World models envision potential future states based on various ego actions. They embed extensive knowledge about the driving environment, facilitating safe and scalable autonomous driving. Most existing methods primarily focus on either data generation or the pretraining paradigms of world models. Unlike the aforementioned prior works, we propose Drive-OccWorld, which adapts a vision-centric 4D forecasting world model to end-to-end planning for autonomous driving. Specifically, we first introduce a semantic and motion-conditional normalization in the memory module, which accumulates semantic and dynamic information from historical BEV embeddings. These BEV features are then conveyed to the world decoder for future occupancy and flow forecasting, considering both geometry and spatiotemporal modeling. Additionally, we propose injecting flexible action conditions, such as velocity, steering angle, trajectory, and commands, into the world model to enable controllable generation and facilitate a broader range of downstream applications. Furthermore, we explore integrating the generative capabilities of the 4D world model with end-to-end planning, enabling continuous forecasting of future states and the selection of optimal trajectories using an occupancy-based cost function. Comprehensive experiments conducted on the nuScenes, nuScenes-Occupancy, and Lyft-Level5 datasets illustrate that our method can generate plausible and controllable 4D occupancy, paving the way for advancements in driving world generation and end-to-end planning. Project page: https://drive-occworld.github.io/
Paper Structure (54 sections, 13 equations, 10 figures, 10 tables)

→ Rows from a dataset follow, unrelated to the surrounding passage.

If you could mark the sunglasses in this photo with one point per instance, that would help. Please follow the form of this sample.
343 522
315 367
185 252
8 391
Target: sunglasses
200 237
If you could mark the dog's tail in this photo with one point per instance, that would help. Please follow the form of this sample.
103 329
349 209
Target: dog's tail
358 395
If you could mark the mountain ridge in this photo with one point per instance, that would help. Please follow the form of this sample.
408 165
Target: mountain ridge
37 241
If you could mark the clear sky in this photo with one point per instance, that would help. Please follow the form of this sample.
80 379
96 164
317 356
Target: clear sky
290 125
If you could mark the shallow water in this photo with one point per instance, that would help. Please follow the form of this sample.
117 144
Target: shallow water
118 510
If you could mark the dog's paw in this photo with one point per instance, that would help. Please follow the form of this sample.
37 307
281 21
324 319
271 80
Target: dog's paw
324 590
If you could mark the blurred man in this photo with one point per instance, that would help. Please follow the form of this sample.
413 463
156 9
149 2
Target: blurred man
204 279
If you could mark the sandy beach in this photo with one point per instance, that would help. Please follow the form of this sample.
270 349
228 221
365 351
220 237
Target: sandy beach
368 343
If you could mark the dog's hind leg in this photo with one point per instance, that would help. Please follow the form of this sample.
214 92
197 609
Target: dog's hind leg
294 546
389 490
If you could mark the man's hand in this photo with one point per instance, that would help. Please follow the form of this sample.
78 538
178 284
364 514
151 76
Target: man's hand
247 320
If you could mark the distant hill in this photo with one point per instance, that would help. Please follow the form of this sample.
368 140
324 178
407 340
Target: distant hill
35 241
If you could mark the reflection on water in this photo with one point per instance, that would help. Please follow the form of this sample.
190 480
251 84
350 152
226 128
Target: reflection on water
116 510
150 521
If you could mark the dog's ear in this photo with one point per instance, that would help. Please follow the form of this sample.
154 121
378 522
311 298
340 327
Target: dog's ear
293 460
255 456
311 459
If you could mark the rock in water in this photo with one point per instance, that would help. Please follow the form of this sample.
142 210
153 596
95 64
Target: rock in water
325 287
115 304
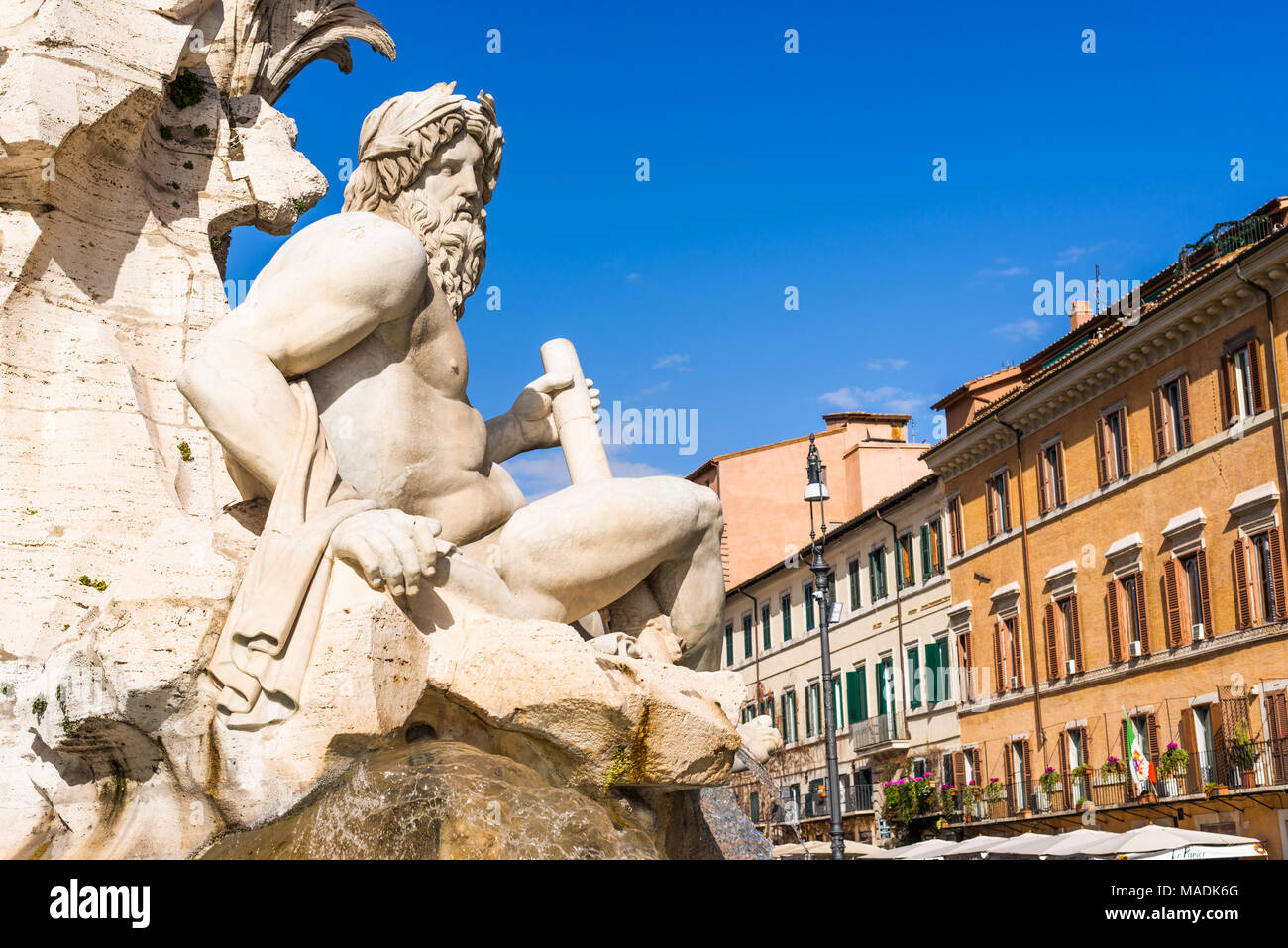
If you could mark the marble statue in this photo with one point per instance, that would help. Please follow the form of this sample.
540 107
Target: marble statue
353 325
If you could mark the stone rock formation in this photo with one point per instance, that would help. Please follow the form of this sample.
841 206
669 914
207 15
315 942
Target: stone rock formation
133 138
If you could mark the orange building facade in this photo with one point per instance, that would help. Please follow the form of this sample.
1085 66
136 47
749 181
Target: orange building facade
1116 511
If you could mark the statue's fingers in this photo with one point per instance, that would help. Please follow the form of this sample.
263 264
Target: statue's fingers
550 381
408 561
423 532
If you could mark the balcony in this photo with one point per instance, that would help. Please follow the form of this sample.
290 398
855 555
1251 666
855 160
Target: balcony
885 732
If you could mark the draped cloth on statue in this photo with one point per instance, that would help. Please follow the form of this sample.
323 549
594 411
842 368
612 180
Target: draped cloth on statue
263 652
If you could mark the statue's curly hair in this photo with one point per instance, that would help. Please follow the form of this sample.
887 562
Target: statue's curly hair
385 172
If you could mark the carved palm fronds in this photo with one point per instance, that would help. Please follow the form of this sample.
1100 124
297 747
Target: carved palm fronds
265 44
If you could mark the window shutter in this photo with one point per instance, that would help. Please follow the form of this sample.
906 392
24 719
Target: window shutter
1064 769
1154 750
1258 401
997 657
1076 633
1173 603
1052 659
1140 612
1207 600
1102 455
1159 417
1060 491
1026 779
1185 434
1116 646
1276 572
1240 582
1125 446
1043 481
1018 656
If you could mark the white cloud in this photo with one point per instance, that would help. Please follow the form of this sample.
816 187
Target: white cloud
885 398
1024 329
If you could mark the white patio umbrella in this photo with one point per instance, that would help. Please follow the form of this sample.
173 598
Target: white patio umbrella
973 848
1163 839
926 849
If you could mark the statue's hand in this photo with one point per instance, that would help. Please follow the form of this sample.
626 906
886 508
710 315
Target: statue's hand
532 408
390 549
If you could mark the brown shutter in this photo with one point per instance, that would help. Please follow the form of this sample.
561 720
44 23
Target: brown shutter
1028 773
1276 572
1052 659
1207 600
1116 646
1060 487
1154 750
1125 447
1102 467
1186 436
1173 603
1017 655
997 657
1240 582
1044 481
1159 420
1140 610
1076 633
1064 769
1258 401
1229 395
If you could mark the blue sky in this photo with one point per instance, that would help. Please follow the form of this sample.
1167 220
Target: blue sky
812 168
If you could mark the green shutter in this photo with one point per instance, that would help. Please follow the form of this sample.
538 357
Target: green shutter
851 695
932 673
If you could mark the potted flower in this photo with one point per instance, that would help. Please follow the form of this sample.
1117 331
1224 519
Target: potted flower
1172 766
1047 782
1244 754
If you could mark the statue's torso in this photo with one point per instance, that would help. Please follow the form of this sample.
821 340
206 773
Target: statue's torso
403 432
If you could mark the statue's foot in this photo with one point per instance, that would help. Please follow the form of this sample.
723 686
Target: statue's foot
760 738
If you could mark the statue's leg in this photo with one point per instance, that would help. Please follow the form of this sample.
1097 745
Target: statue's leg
588 546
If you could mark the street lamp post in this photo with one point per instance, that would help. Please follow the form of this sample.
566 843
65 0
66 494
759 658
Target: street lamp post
815 492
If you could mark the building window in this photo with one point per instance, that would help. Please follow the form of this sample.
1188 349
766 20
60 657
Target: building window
1006 653
1113 455
876 574
1127 616
812 710
789 707
854 584
931 549
999 498
1051 492
1258 579
1241 376
857 691
964 661
1171 407
1189 607
905 578
913 685
954 524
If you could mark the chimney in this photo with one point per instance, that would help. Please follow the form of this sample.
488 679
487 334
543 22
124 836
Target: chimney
1080 314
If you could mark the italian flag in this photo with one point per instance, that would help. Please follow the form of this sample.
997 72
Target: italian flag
1140 766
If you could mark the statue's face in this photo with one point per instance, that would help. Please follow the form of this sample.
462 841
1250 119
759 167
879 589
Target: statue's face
452 178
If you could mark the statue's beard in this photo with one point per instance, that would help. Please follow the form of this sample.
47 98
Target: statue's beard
455 245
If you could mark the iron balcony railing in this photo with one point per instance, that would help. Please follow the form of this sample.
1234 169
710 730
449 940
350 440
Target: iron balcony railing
879 730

This paper contains 54 sections, 13 equations, 10 figures, 10 tables.

Figures (10)

  • Figure 1: 4D Occupancy Forecasting and Planning via World Model. Drive-OccWorld takes observations and trajectories as input, incorporating flexible action conditions for action-controllable generation. By leveraging world knowledge and the generative capacity of the world model, we further integrate it with a planner for continuous forecasting and planning.

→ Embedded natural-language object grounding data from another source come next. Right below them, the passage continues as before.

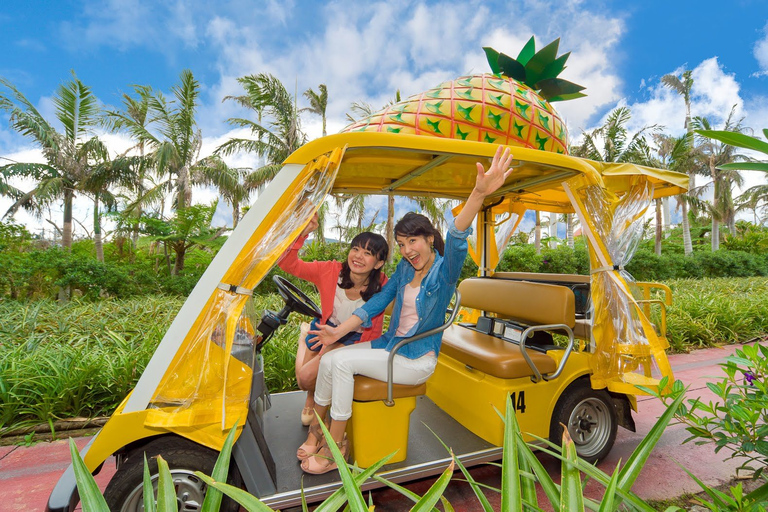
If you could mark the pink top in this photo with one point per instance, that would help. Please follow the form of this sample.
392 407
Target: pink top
408 313
325 275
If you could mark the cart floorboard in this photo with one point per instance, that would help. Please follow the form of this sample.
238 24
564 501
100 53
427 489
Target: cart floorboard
426 455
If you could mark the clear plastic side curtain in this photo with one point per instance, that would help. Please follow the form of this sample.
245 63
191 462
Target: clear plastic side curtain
628 351
206 387
506 218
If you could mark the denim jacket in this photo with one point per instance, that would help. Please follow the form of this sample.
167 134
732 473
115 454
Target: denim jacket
431 302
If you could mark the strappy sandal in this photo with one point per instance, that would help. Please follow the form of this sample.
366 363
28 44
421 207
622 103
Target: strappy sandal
307 450
322 462
307 414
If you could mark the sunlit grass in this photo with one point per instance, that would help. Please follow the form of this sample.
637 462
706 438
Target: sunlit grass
82 358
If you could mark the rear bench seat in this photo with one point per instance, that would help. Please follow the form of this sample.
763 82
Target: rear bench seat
523 302
579 284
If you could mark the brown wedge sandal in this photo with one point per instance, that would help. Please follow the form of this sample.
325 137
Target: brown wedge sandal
322 462
306 450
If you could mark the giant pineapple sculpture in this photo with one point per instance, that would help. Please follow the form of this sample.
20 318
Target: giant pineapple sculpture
512 106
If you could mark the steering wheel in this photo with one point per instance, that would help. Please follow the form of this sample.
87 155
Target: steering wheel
295 299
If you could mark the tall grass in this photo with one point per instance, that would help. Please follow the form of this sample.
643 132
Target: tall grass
712 312
82 358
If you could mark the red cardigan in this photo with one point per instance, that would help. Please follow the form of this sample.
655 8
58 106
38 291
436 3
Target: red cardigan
325 275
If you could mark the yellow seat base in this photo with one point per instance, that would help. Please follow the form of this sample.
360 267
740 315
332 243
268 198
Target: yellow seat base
376 430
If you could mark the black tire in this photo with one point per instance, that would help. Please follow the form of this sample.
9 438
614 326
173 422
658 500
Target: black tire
124 492
590 417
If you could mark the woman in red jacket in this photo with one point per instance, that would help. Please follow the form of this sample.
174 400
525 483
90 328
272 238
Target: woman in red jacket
343 287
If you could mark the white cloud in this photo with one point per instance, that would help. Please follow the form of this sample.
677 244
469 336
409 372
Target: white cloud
761 52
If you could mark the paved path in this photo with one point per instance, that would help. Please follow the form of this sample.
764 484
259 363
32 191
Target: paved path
28 474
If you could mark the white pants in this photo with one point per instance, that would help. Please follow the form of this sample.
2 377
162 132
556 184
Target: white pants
336 376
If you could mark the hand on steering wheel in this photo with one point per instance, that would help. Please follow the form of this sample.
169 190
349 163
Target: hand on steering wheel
295 299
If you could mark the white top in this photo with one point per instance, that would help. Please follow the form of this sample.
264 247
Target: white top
343 307
408 314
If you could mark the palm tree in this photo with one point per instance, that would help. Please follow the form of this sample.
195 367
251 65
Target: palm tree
134 119
175 149
232 183
611 141
683 85
266 96
318 103
756 196
717 154
105 173
674 153
66 153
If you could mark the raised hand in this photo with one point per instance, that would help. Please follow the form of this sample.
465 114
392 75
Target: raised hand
313 223
490 181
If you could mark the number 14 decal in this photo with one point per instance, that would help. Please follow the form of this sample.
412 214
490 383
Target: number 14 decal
518 401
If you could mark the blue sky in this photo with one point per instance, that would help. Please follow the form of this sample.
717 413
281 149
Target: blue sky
364 51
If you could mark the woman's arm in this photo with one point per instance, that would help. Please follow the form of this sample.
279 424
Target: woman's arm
328 335
291 263
486 183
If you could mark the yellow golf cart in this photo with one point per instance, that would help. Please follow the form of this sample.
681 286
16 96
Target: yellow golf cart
207 374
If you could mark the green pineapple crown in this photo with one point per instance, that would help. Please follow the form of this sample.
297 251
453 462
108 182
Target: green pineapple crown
537 70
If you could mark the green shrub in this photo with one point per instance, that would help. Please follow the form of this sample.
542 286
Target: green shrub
520 258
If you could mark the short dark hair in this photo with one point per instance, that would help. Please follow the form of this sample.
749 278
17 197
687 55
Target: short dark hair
415 224
379 247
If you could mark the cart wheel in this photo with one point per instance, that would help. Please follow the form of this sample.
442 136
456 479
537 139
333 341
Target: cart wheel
590 417
125 493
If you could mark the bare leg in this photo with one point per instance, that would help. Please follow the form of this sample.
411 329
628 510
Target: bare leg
303 355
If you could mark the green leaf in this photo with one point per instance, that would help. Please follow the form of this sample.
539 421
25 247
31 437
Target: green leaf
470 480
433 495
571 493
339 497
493 59
745 166
510 473
149 491
759 495
556 67
636 461
736 139
511 68
212 501
90 495
606 504
527 52
527 485
351 487
553 87
249 502
534 68
166 493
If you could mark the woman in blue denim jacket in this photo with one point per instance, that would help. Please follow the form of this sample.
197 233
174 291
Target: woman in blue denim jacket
422 286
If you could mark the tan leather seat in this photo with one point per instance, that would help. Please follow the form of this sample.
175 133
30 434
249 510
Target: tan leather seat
492 355
582 329
368 390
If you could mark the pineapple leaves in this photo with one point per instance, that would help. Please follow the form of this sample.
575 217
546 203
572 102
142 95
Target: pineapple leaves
551 88
527 52
538 70
535 67
511 68
493 59
555 67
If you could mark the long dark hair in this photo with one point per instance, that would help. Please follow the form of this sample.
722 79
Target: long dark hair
415 224
378 246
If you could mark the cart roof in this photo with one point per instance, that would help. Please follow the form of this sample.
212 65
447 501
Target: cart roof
412 165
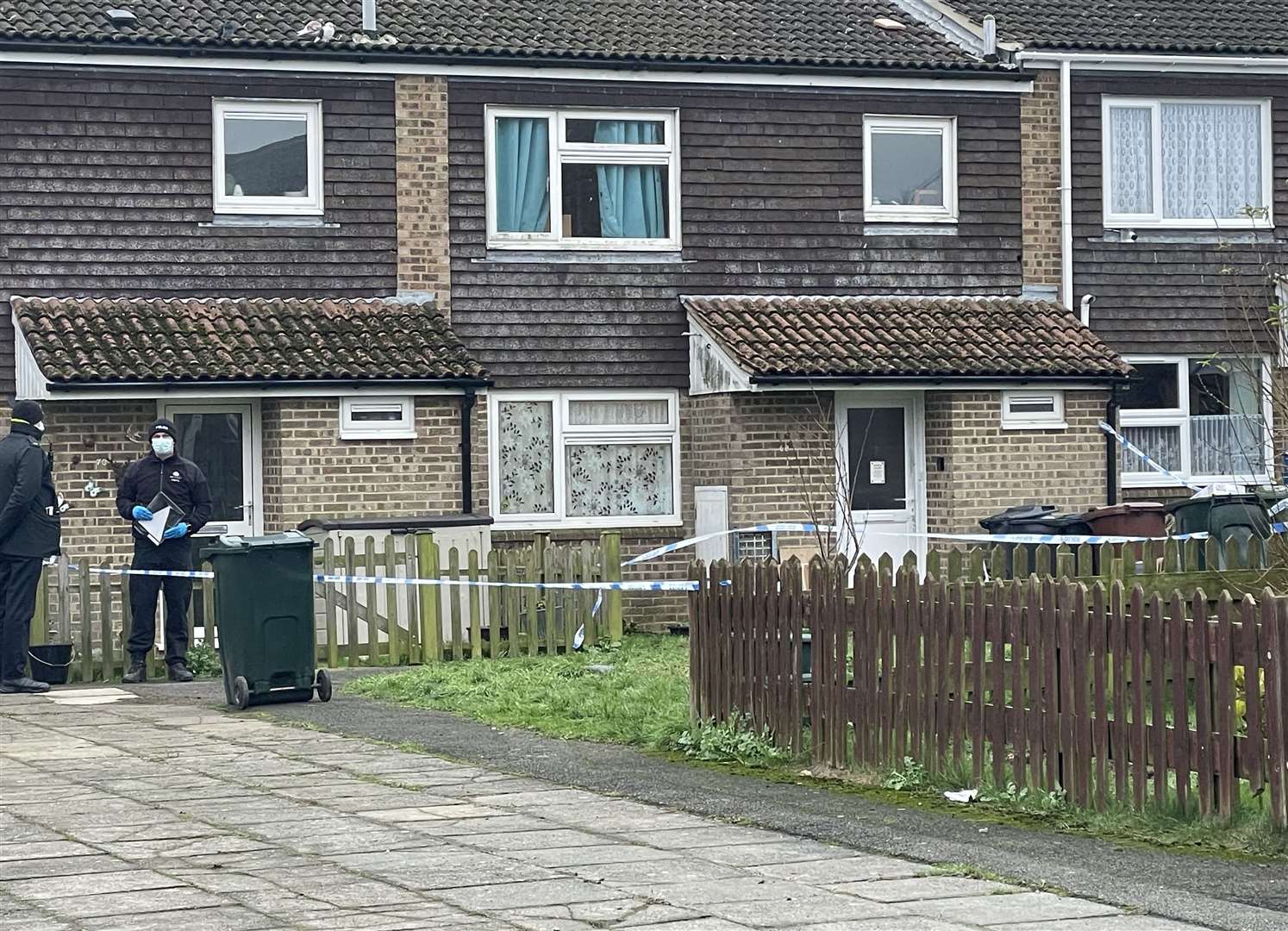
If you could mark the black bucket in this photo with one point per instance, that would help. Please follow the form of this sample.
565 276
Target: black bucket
49 662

  • Figure 2: Overview of Drive-OccWorld. (a) The history encoder extracts multi-view image features and transforms them into BEV embeddings. (b) The memory queue employs semantic- and motion-conditional normalization to aggregate historical information. (c) The world decoder incorporates action conditions to generate various future occupancies and flows. Integrating the world decoder with an occupancy-based planner enables continuous forecasting and planning.
  • Figure 3: Overview of semantic-conditional normalization.
  • Figure 4: Qualitative results of 4D occupancy and flow forecasting. The results are presented at various future timestamps.
  • Figure 5: Qualitative results of controllable generation, using the high-level command or low-level trajectory conditions.